Concernant ma structure d’accueil, j’ai pu constater que la cadre associatif favorisait un investissement personnel et un dépassement de soi même. En effet la force de « Terre Construite » réside dans l’association des savoir-faire, des compétences et des personnalités de chacun qui sont le gage de la richesse d’un projet. Cette démarche permet à chaque membre de prendre des responsabilités, de s’investir et de trouver sa place dans le projet. Il me semble donc que cette façon d’exercer l’architecture engage beaucoup plus d’enjeux et de perspectives que dans l’exercice en agence. En effet l’architecture n’est pas qu’une simple affaire de construction, la liberté du cadre associatif semble approprier pour aborder l’architecture dans son ensemble : la conception, la construction, le vécu, la dimension environnementale et sociale… Cinq mois dans un pays permettent réellement de découvrir une façon de vivre et de se l’approprier. J’ai pu perfectionner une langue, partager des moments privilégiés avec les personnes qui ont croisé mon chemin, pour au final me sentir comme chez moi. Tout ce que j’ai pu découvrir pendant cette expérience est aujourd’hui autant d’outils que j’utiliserai pour créer un avenir.

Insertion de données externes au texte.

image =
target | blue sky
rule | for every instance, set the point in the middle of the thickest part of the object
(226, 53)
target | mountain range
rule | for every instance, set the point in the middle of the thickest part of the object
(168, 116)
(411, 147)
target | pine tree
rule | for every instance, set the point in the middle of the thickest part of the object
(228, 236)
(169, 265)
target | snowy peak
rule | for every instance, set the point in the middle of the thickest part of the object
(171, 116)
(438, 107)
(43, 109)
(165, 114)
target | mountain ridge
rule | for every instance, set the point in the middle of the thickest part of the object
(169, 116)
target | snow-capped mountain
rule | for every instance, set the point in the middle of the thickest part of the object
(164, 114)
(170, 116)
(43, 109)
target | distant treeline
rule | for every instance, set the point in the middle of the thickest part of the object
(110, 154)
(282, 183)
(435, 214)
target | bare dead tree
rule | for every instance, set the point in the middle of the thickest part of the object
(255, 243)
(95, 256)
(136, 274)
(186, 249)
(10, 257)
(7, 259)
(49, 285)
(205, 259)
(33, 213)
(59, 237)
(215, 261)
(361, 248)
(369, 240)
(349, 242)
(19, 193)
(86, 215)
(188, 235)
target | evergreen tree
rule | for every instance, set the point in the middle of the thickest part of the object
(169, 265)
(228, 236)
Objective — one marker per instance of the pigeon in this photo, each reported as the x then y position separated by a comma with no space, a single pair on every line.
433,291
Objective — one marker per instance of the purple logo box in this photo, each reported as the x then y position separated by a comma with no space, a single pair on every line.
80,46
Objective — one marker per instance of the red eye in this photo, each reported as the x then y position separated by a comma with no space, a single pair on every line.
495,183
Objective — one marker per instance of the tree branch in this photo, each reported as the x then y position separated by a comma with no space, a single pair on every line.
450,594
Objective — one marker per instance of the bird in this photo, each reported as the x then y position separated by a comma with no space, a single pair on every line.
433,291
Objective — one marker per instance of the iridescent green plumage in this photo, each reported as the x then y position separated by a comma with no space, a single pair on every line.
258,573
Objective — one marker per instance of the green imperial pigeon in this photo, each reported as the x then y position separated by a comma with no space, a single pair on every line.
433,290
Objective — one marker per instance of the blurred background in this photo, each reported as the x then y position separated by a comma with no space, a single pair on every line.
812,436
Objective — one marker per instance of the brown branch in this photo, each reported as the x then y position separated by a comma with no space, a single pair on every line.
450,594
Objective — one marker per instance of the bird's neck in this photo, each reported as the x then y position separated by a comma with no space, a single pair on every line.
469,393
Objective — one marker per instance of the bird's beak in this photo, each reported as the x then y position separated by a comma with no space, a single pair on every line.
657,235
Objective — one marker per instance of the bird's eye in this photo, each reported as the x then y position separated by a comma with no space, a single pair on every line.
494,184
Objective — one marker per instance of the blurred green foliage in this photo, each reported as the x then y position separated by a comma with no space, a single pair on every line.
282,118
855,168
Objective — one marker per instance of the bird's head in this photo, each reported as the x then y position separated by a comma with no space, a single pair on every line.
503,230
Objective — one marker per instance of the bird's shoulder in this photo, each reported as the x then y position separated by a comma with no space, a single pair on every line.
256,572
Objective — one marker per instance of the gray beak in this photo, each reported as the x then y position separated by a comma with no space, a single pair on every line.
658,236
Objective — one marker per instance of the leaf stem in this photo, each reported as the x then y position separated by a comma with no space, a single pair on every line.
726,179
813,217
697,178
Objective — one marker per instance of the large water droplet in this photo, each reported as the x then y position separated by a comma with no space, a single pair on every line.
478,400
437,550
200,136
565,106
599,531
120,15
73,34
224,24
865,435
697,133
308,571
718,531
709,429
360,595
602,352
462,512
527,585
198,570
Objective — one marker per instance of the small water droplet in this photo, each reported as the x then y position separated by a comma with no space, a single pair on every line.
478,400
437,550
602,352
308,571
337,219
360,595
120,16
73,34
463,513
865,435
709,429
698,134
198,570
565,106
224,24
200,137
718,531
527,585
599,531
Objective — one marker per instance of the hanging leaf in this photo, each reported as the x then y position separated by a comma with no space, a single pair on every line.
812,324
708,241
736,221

Cette expérience fut donc une succession d’étapes qui s’enchainèrent comme des ressorts me propulsant toujours plus loin dans mon apprentissage et ma découverte d’un pays, d’une pratique.

En effet ce stage m’a permis de découvrir une pratique du métier très proche de mes aspirations. On évoque très peu, dans notre formation, les différentes alternatives à la profession. Pourtant le métier d’architecte ne se limite plus aujourd’hui à une simple activité en agence. La diversité du métier s’enrichit de jour en jour et l’on voit apparaitre de nouvelles façons d’exercer, de critiquer, de promouvoir l’architecture. Cette expérience m’a permis d’éclaircir mes envies et de mieux cibler mes attentes dans la façon d’exercer l’architecture.